On 24 May 2015 at 03:51, Guenter Roeck <linux@xxxxxxxxxxxx> wrote:
On 05/23/2015 11:37 AM, Timur Tabi wrote:
Guenter Roeck wrote:
I think it is quite unfortunate that the specification is not public.
We have heard many statements about what is in the spec or not.
All you need to do is go to
http://infocenter.arm.com/help/index.jsp?topic=/com.arm.doc.den0029b/index.html,
get a free ARM account, and download the spec.
That helps - thanks a lot!
Folks, please correct me if my understanding of the specification
is wrong.
1) Pretimeout
The document suggests that
WS1 = WS0 * 2
Are you saying: the first timeout == the second timeout
|-------------WS0
|-------------WS1
Sorry, could you let me know where is that suggestion??
I have checked the SBSA again, but I can not find it.
Maybe I really miss this part.
The document states:
"If both watchdog signals are deasserted and a timeout refresh occurs then WS0 is asserted.
If WS0 is asserted and a timeout refresh occurs then WS1 is asserted."
There is no mention that programming both WOR and WCV would or even
could result in different timeouts for the two watchdog signals.
is in fact correct. In essence, there is just one counter,
not two. This means that a separate pretimeout does not really
make sense, since in practice the timeout would always be
twice the pretimeout,
Yes, you are right, if we only use "WOR", then the first timeout ==
the second timeout
and changing just one without affecting
the other is not really possible.
although there is only one counter, and it is 32 bits wide.
In SBSA, we can see this:
-------
Note: the watchdog offset register is 32 bits wide. This gives a
maximum watch period of around 10s at a system counter frequency of
400MHz.
If a larger watch period is required then the compare value can be
programmed directly into the compare value register.
-------
So for the first timeout, we can set the compare value register(WCV).
Then the two timeouts are different. and the first timeout has not
10s(@400MHz) limit.
just the the second timeout must use "WOR".

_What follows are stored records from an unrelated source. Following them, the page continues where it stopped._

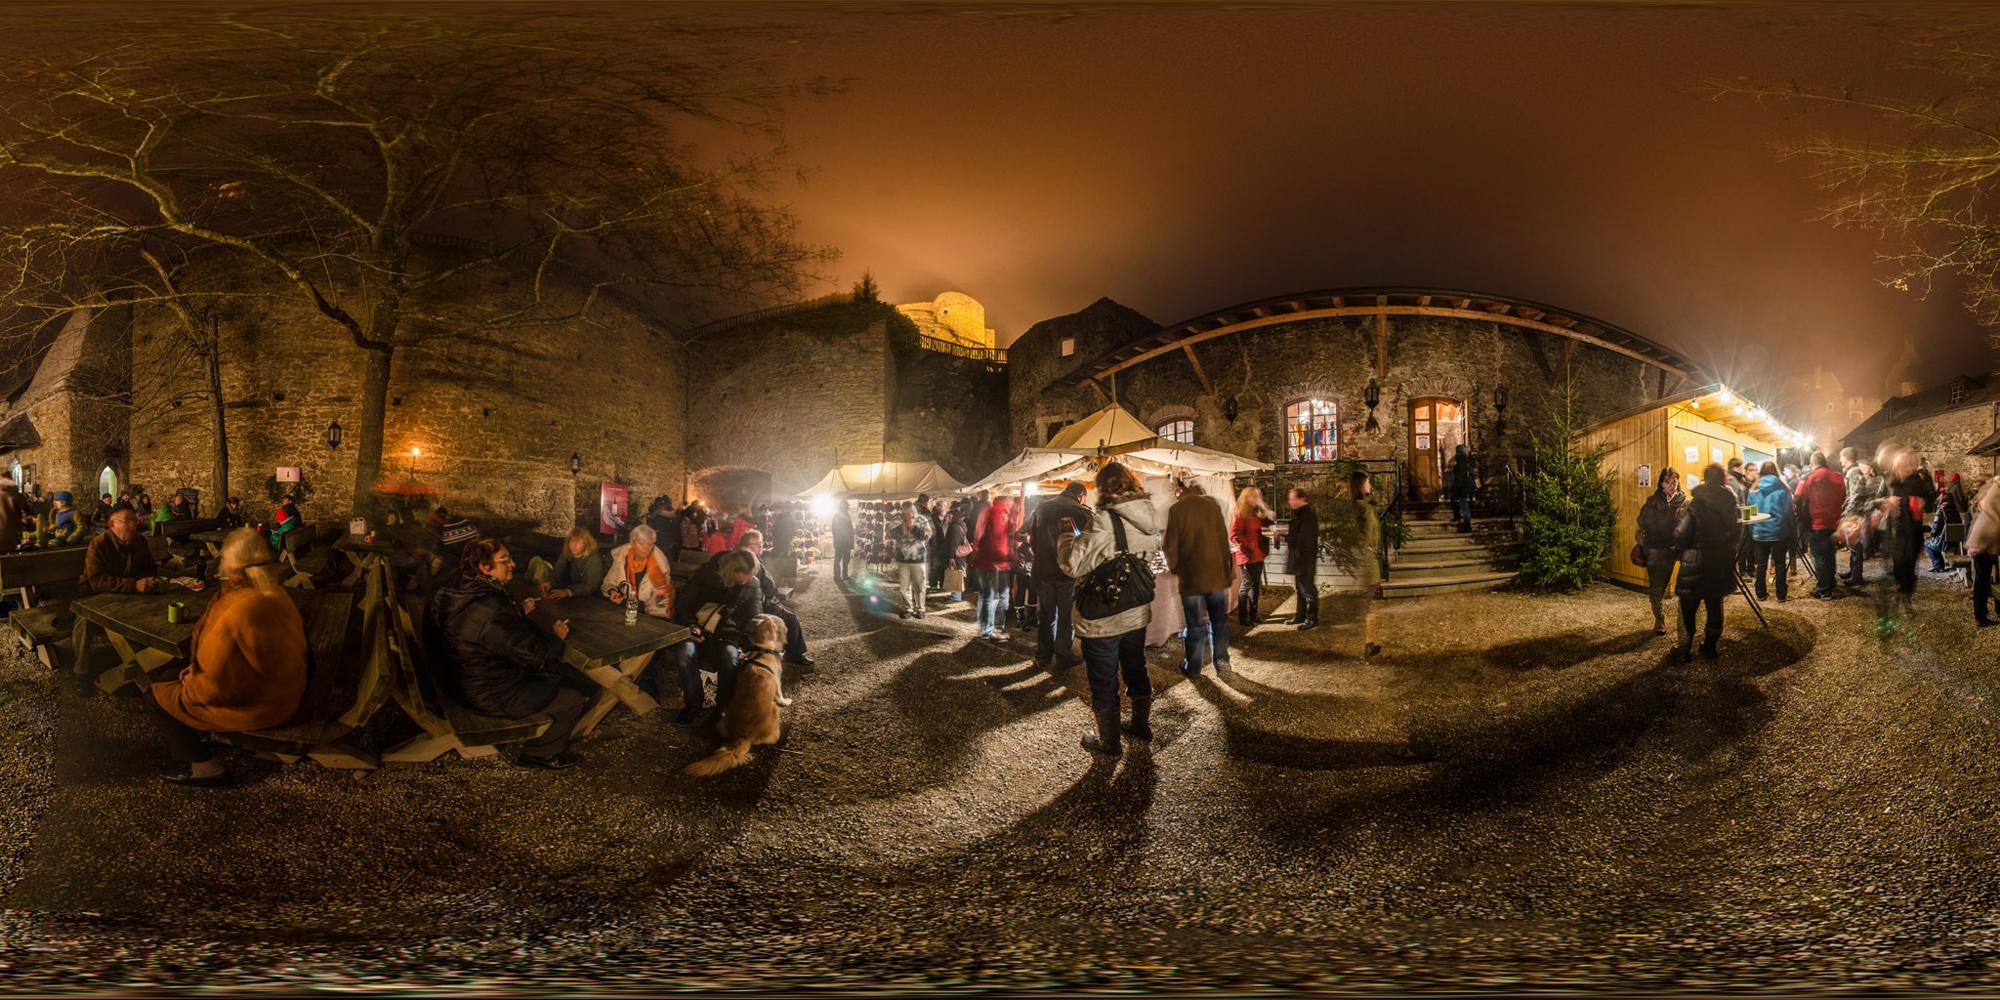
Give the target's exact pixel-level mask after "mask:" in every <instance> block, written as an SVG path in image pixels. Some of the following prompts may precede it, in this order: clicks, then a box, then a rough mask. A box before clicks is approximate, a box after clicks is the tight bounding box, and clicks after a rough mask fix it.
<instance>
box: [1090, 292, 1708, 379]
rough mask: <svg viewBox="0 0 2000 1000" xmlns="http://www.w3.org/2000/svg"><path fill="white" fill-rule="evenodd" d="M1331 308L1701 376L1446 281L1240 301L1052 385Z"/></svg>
mask: <svg viewBox="0 0 2000 1000" xmlns="http://www.w3.org/2000/svg"><path fill="white" fill-rule="evenodd" d="M1338 316H1378V318H1382V320H1386V318H1388V316H1450V318H1458V320H1480V322H1498V324H1506V326H1520V328H1526V330H1540V332H1544V334H1554V336H1564V338H1570V340H1576V342H1582V344H1590V346H1596V348H1604V350H1610V352H1614V354H1624V356H1626V358H1634V360H1640V362H1646V364H1650V366H1654V368H1660V370H1664V372H1670V374H1676V376H1680V378H1686V380H1690V382H1704V380H1706V378H1704V376H1702V374H1700V368H1698V366H1696V364H1694V362H1692V360H1688V358H1684V356H1682V354H1678V352H1674V350H1670V348H1666V346H1662V344H1656V342H1652V340H1646V338H1644V336H1638V334H1634V332H1632V330H1626V328H1622V326H1616V324H1608V322H1604V320H1598V318H1592V316H1584V314H1580V312H1570V310H1558V308H1554V306H1544V304H1540V302H1528V300H1524V298H1506V296H1490V294H1484V292H1456V290H1446V288H1326V290H1320V292H1298V294H1290V296H1276V298H1266V300H1260V302H1244V304H1242V306H1230V308H1226V310H1216V312H1210V314H1206V316H1196V318H1192V320H1186V322H1178V324H1172V326H1162V328H1160V330H1156V332H1152V334H1146V336H1142V338H1138V340H1132V342H1128V344H1122V346H1118V348H1116V350H1112V352H1108V354H1104V356H1102V358H1098V360H1094V362H1090V364H1084V366H1082V368H1078V370H1076V372H1072V374H1068V376H1064V378H1058V380H1056V382H1054V386H1052V388H1074V386H1084V384H1090V382H1094V380H1100V378H1106V376H1112V374H1116V372H1122V370H1126V368H1132V366H1136V364H1146V362H1150V360H1154V358H1164V356H1168V354H1176V352H1182V350H1186V348H1192V346H1194V344H1200V342H1204V340H1214V338H1218V336H1230V334H1240V332H1246V330H1256V328H1264V326H1282V324H1288V322H1300V320H1324V318H1338Z"/></svg>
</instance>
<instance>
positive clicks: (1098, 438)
mask: <svg viewBox="0 0 2000 1000" xmlns="http://www.w3.org/2000/svg"><path fill="white" fill-rule="evenodd" d="M1158 440H1160V436H1158V434H1154V430H1152V428H1148V426H1146V424H1144V422H1142V420H1140V418H1136V416H1132V412H1130V410H1126V408H1124V406H1118V404H1116V402H1114V404H1110V406H1106V408H1102V410H1098V412H1094V414H1090V416H1086V418H1082V420H1078V422H1074V424H1070V426H1066V428H1062V430H1058V432H1056V436H1054V438H1050V440H1048V448H1052V450H1072V452H1074V450H1084V452H1104V454H1122V452H1128V450H1134V448H1144V446H1148V444H1154V442H1158Z"/></svg>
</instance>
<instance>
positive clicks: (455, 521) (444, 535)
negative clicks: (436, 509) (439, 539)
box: [442, 518, 480, 548]
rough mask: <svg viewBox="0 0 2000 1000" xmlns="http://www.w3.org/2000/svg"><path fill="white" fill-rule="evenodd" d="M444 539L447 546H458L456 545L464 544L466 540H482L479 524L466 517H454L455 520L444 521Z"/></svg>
mask: <svg viewBox="0 0 2000 1000" xmlns="http://www.w3.org/2000/svg"><path fill="white" fill-rule="evenodd" d="M442 540H444V544H446V546H454V548H456V546H462V544H466V542H478V540H480V530H478V526H474V524H472V522H470V520H466V518H454V520H448V522H444V538H442Z"/></svg>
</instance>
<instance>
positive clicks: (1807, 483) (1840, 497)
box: [1792, 466, 1848, 532]
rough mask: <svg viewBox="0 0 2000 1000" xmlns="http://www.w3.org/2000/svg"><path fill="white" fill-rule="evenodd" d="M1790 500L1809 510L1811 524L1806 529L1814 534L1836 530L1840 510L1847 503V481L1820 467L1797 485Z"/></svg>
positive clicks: (1839, 474)
mask: <svg viewBox="0 0 2000 1000" xmlns="http://www.w3.org/2000/svg"><path fill="white" fill-rule="evenodd" d="M1792 498H1794V500H1798V502H1802V504H1806V508H1808V510H1810V514H1812V524H1808V528H1812V530H1816V532H1824V530H1830V528H1838V526H1840V508H1842V506H1846V502H1848V480H1844V478H1842V476H1840V474H1838V472H1834V470H1832V468H1826V466H1820V468H1816V470H1812V474H1810V476H1806V478H1804V482H1800V484H1798V490H1796V492H1794V494H1792Z"/></svg>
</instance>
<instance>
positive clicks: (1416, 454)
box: [1410, 396, 1466, 504]
mask: <svg viewBox="0 0 2000 1000" xmlns="http://www.w3.org/2000/svg"><path fill="white" fill-rule="evenodd" d="M1464 442H1466V408H1464V404H1460V402H1458V400H1450V398H1442V396H1424V398H1418V400H1410V500H1416V502H1420V504H1428V502H1434V500H1442V498H1444V474H1446V470H1448V468H1450V464H1452V452H1454V450H1456V448H1458V446H1460V444H1464Z"/></svg>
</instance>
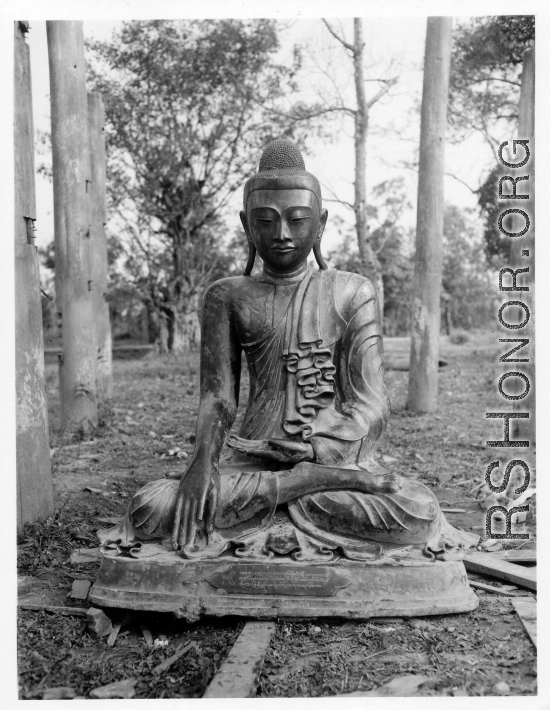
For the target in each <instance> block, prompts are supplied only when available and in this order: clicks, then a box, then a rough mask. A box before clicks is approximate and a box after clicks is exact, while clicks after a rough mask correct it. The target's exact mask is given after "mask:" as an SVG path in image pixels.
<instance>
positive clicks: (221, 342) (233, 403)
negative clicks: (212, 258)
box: [172, 279, 241, 549]
mask: <svg viewBox="0 0 550 710" xmlns="http://www.w3.org/2000/svg"><path fill="white" fill-rule="evenodd" d="M231 286H232V284H231V281H230V280H229V279H223V280H222V281H219V282H216V283H214V284H212V286H211V287H210V288H209V289H208V290H207V291H206V293H205V295H204V304H203V314H202V339H201V359H200V404H199V412H198V418H197V427H196V435H195V452H194V454H193V458H192V459H191V461H190V463H189V465H188V467H187V469H186V471H185V473H184V474H183V476H182V478H181V481H180V486H179V491H178V498H177V503H176V513H175V518H174V528H173V533H172V544H173V546H174V548H176V549H177V548H178V547H180V548H182V549H184V548H185V547H186V546H192V545H193V544H194V542H195V535H196V532H197V529H198V528H199V527H201V528H203V529H205V530H206V531H207V532H211V531H212V529H213V522H214V516H215V513H216V507H217V500H218V492H219V470H218V461H219V456H220V451H221V448H222V446H223V443H224V441H225V437H226V435H227V432H228V431H229V429H230V428H231V425H232V424H233V420H234V419H235V415H236V412H237V405H238V393H239V385H240V372H241V348H240V342H239V338H238V334H237V330H236V319H235V311H234V308H233V305H232V299H231ZM207 503H208V506H207ZM205 512H206V516H205Z"/></svg>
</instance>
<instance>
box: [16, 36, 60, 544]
mask: <svg viewBox="0 0 550 710" xmlns="http://www.w3.org/2000/svg"><path fill="white" fill-rule="evenodd" d="M14 25H15V28H14V29H15V56H14V109H15V116H14V119H15V120H14V157H15V356H16V357H15V392H16V402H17V405H16V414H17V417H16V419H17V421H16V430H17V438H16V467H17V528H18V530H21V528H22V527H23V525H24V524H25V523H34V522H35V521H37V520H41V519H44V518H47V517H49V516H50V515H52V514H53V512H54V502H53V486H52V477H51V469H50V446H49V436H48V407H47V402H46V383H45V378H44V339H43V338H44V336H43V333H42V304H41V301H40V276H39V272H38V255H37V249H36V247H35V245H34V226H33V225H34V220H35V219H36V205H35V186H34V129H33V120H32V94H31V67H30V56H29V47H28V45H27V43H26V42H25V36H24V32H23V28H25V29H26V25H25V24H24V23H19V22H15V23H14Z"/></svg>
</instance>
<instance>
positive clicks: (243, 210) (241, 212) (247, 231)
mask: <svg viewBox="0 0 550 710" xmlns="http://www.w3.org/2000/svg"><path fill="white" fill-rule="evenodd" d="M239 217H240V218H241V224H242V225H243V229H244V233H245V234H246V238H247V239H248V241H249V242H250V241H251V240H252V236H251V234H250V227H249V225H248V220H247V218H246V212H245V211H244V210H241V211H240V212H239Z"/></svg>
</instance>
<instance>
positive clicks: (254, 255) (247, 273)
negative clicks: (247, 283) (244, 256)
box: [244, 239, 256, 276]
mask: <svg viewBox="0 0 550 710" xmlns="http://www.w3.org/2000/svg"><path fill="white" fill-rule="evenodd" d="M255 259H256V247H255V246H254V244H253V242H252V239H249V240H248V261H247V262H246V268H245V270H244V275H245V276H250V274H251V272H252V269H253V268H254V260H255Z"/></svg>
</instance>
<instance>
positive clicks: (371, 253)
mask: <svg viewBox="0 0 550 710" xmlns="http://www.w3.org/2000/svg"><path fill="white" fill-rule="evenodd" d="M363 47H364V40H363V21H362V20H361V19H360V18H357V17H356V18H355V19H354V20H353V71H354V79H355V96H356V100H357V110H356V112H355V201H354V212H355V230H356V232H357V246H358V248H359V255H360V257H361V262H362V265H363V274H364V276H368V277H369V278H370V280H371V281H372V282H373V285H374V288H375V289H376V292H377V294H378V302H379V305H380V318H381V320H382V319H383V317H384V283H383V281H382V269H381V267H380V262H379V260H378V257H377V256H376V254H375V253H374V251H373V249H372V245H371V243H370V240H369V231H368V222H367V134H368V129H369V112H368V106H367V99H366V96H365V77H364V72H363Z"/></svg>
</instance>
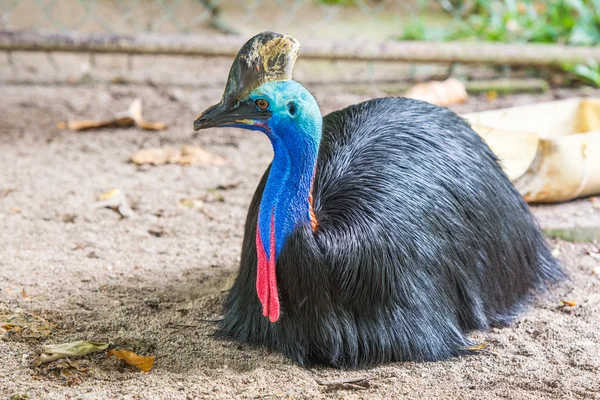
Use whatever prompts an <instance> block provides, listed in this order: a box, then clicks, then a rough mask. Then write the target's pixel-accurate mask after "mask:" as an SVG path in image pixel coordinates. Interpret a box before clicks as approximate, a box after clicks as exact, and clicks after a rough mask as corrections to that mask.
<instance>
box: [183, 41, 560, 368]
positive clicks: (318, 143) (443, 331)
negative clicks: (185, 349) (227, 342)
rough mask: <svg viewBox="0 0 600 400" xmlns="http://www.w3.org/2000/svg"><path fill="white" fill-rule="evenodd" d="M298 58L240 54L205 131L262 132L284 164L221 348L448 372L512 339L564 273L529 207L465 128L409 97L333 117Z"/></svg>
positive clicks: (276, 182) (204, 114)
mask: <svg viewBox="0 0 600 400" xmlns="http://www.w3.org/2000/svg"><path fill="white" fill-rule="evenodd" d="M298 49H299V45H298V42H297V41H296V40H294V39H293V38H291V37H289V36H287V35H282V34H277V33H273V32H264V33H261V34H259V35H257V36H255V37H254V38H252V39H251V40H250V41H249V42H247V43H246V44H245V45H244V47H243V48H242V49H241V50H240V52H239V54H238V56H237V58H236V59H235V61H234V64H233V66H232V68H231V71H230V74H229V80H228V83H227V87H226V90H225V93H224V95H223V98H222V100H221V102H220V103H218V104H216V105H215V106H212V107H210V108H209V109H207V110H206V111H205V112H204V113H202V114H201V115H200V116H199V117H198V118H197V119H196V120H195V121H194V128H195V129H196V130H198V129H205V128H210V127H216V126H221V127H238V128H244V129H250V130H259V131H262V132H263V133H264V134H265V135H266V136H267V137H268V138H269V140H270V141H271V143H272V145H273V150H274V158H273V162H272V163H271V165H270V166H269V168H268V169H267V171H266V172H265V174H264V176H263V177H262V180H261V181H260V183H259V185H258V188H257V190H256V192H255V194H254V198H253V199H252V203H251V205H250V209H249V212H248V217H247V220H246V228H245V236H244V241H243V248H242V255H241V263H240V270H239V274H238V276H237V278H236V280H235V283H234V285H233V288H232V289H231V291H230V293H229V294H228V297H227V299H226V303H225V318H224V320H223V322H222V325H221V327H220V331H219V332H220V334H221V335H222V336H225V337H228V338H233V339H235V340H238V341H241V342H245V343H249V344H252V345H260V346H267V347H269V348H272V349H274V350H277V351H280V352H282V353H283V354H285V355H286V356H287V357H289V358H290V359H292V360H294V361H296V362H297V363H299V364H300V365H302V366H310V365H329V366H333V367H338V368H357V367H366V366H372V365H375V364H378V363H383V362H390V361H403V360H441V359H445V358H448V357H452V356H456V355H459V354H463V353H466V352H468V351H469V348H468V347H469V346H470V345H472V342H470V340H469V338H468V337H467V336H466V334H467V333H468V332H469V331H472V330H486V329H488V328H490V327H492V326H505V325H507V324H509V323H510V322H511V321H512V320H513V319H514V318H515V316H516V315H517V314H518V313H519V312H520V311H521V310H522V309H523V308H524V306H526V305H527V304H528V303H529V301H530V299H531V297H532V295H533V294H534V293H535V292H536V291H542V290H543V289H545V288H546V286H547V285H548V284H550V283H554V282H558V281H560V280H561V279H562V278H563V277H564V275H563V272H562V270H561V267H560V265H559V264H558V263H557V261H556V260H555V259H554V258H553V257H552V256H551V254H550V251H549V250H548V247H547V245H546V243H545V242H544V239H543V237H542V235H541V233H540V229H539V228H538V226H537V224H536V221H535V220H534V217H533V216H532V214H531V212H530V210H529V208H528V206H527V204H526V203H525V202H524V201H523V199H522V198H521V196H520V195H519V193H518V192H517V190H516V189H515V188H514V187H513V185H512V184H511V183H510V181H509V180H508V178H507V177H506V175H505V174H504V173H503V171H502V169H501V167H500V165H499V163H498V160H497V159H496V157H495V156H494V154H493V153H492V152H491V151H490V149H489V148H488V146H487V145H486V144H485V143H484V142H483V141H482V139H481V138H480V137H479V136H478V135H477V134H476V133H475V132H474V131H473V130H472V129H471V128H470V127H469V126H468V125H467V123H465V121H463V120H462V119H461V118H460V117H458V116H457V115H456V114H454V113H452V112H451V111H449V110H447V109H444V108H440V107H436V106H433V105H431V104H428V103H425V102H421V101H416V100H410V99H405V98H382V99H376V100H371V101H366V102H364V103H361V104H357V105H353V106H350V107H348V108H346V109H344V110H341V111H336V112H334V113H332V114H329V115H327V116H325V117H322V116H321V112H320V110H319V106H318V104H317V102H316V101H315V99H314V97H313V96H312V95H311V94H310V93H309V92H308V91H307V90H306V89H305V88H304V87H303V86H302V85H300V84H299V83H297V82H295V81H293V80H291V68H292V66H293V64H294V62H295V59H296V55H297V53H298Z"/></svg>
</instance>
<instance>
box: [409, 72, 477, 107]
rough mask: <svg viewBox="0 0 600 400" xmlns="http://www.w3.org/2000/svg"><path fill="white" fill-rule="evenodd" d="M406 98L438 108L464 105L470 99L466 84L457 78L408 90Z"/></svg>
mask: <svg viewBox="0 0 600 400" xmlns="http://www.w3.org/2000/svg"><path fill="white" fill-rule="evenodd" d="M404 96H405V97H409V98H411V99H417V100H423V101H426V102H428V103H431V104H435V105H438V106H448V105H451V104H457V103H464V102H465V101H467V99H468V98H469V95H468V94H467V88H466V87H465V84H464V83H462V82H461V81H459V80H458V79H455V78H448V79H446V80H445V81H443V82H437V81H431V82H425V83H420V84H418V85H415V86H413V87H412V88H410V89H408V90H407V91H406V93H405V94H404Z"/></svg>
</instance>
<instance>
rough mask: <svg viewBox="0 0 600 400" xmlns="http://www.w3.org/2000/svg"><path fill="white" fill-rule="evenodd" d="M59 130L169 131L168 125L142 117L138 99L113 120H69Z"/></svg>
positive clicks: (140, 102) (113, 118) (113, 119)
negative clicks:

That is not how I read the specification. It only talks about
"timeout refresh". There is no indication that using both registers
would have the impact you describe.
Since there is no mention of different WS0 and WS1 timeout periods
in the specification, I am concerned that even _if_ a specific
implementation supports such different timeouts, it would be
implementation specific.
Maybe you and/or Timur can test this on the real systems you
have access to. It should be quite straightforward to test -
have the interrupt handler only print a message, program some
values into the watchdog, and see when WS0 and WS1 occur.